Cerne 6: The Reporter

Marketing and Communication asked me to meet a reporter early one morning in June. It was about the National Trust’s decision to rebuild the Giant’s nose.

I arrived in the car park just as another vehicle pulled in and a woman got out. She introduced herself and talked about the radio interview to take place on the Giant.

She explained that it needed to be very early to cut out the sound of cars on the road and the noises of the village waking up. I showed the way and we chatted as we ascended the hill.

Looking along the outstretched arm toward Cerne Abbas village

We climbed over the stile and stood just below the Giant’s feet. I was quite new to the Giant… and media. I honestly thought that the news angle was about his new nose (all those boring discussions on whether or not it was the right thing to do). She was very engaging and the interview started to go off message “was there anything else that the National Trust might want to restore?” she asked innocently.

“Didn’t he once have a navel ? “

“Yes that is true, he is rather larger now than he used to be, it sort of got absorbed some time between 1897 and 1924” I said “we could restore him but it would be quite a delicate operation”

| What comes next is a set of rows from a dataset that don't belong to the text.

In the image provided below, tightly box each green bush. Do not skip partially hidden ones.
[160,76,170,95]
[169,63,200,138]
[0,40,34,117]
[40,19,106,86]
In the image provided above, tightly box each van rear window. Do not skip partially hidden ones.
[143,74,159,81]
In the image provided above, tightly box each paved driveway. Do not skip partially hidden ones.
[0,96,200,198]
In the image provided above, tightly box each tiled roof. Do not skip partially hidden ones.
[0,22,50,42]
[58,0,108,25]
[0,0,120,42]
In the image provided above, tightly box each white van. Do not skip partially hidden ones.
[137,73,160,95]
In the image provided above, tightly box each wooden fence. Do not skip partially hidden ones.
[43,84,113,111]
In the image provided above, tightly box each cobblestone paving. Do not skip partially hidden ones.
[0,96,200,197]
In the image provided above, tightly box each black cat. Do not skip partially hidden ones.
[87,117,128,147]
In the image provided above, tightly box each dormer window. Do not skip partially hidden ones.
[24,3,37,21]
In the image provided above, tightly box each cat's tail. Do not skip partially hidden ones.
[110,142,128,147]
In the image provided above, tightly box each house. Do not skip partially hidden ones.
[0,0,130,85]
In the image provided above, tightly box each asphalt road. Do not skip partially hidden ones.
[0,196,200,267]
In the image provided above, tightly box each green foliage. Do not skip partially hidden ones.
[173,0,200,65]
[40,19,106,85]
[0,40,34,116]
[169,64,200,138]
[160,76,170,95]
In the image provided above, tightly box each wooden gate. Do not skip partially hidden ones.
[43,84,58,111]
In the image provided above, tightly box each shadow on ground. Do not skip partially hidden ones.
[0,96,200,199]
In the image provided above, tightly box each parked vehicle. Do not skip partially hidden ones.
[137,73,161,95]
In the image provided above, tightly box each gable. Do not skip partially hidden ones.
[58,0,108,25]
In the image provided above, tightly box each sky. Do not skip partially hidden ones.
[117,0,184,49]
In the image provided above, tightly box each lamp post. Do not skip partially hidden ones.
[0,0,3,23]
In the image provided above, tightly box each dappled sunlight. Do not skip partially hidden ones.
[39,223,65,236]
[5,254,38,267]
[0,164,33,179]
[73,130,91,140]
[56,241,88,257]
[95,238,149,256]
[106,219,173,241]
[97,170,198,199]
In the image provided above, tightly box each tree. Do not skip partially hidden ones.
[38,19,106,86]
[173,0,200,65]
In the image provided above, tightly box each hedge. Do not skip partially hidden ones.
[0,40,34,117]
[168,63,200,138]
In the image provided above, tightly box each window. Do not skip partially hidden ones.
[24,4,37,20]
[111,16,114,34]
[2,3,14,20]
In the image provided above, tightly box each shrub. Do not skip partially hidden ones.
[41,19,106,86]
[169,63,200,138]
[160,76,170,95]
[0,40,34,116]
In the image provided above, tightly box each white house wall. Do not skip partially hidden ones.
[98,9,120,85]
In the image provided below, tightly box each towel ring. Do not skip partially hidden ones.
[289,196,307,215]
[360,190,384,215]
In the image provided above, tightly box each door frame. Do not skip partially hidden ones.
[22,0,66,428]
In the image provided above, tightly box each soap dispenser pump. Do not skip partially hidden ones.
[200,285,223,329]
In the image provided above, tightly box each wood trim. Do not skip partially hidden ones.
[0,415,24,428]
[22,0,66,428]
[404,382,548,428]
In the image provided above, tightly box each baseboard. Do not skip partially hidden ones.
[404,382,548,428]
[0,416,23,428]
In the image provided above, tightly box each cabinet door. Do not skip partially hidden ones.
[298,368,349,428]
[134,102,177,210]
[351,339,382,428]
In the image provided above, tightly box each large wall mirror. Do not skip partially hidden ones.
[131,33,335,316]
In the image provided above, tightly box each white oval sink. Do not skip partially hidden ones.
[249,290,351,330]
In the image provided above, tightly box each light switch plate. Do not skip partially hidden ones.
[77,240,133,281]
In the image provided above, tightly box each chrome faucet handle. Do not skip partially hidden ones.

She smiled and put her recorder away “Is it true” she said “that he is still seen as a fertility god; that couples actually make love on him.”

” well, yes… so I’ve been told ”

That’s the problem with media and the Giant. His asset is rather …obvious.

And that was 27 years ago and now it is a cold March day in trench D at the elbow of his outstretched arm. I have reached the chunky chalk layer 0.5m down, prising out lumps of chalk with the point of my trowel trying to keep my section straight and vertical.

Excavating the chunky chalk layer

A huge block of chalk juts out of the section and I work round it digging down until it peels off onto a level layer. Another crust, another older time of re-chalking.

Was this the one commissioned by the pioneer archaeologist General Pitt-Rivers in 1886 or perhaps Lord Rivers in 1868.

This layer was thin… it caved in and my trowel sank into a soft silty chalk. How many chalks were there?

We were running out of time and we were nowhere near the bottom. How could a steep chalk hillside have so much depth to it. The OSL and soil scientists were arriving on Friday and we needed to be ready for them.

Let us roll our strength and all Our sweetness up into one ball And tear our pleasures with rough strife Through the iron gates of life: Thus, though we cannot make our sun Stand still, we can make it run.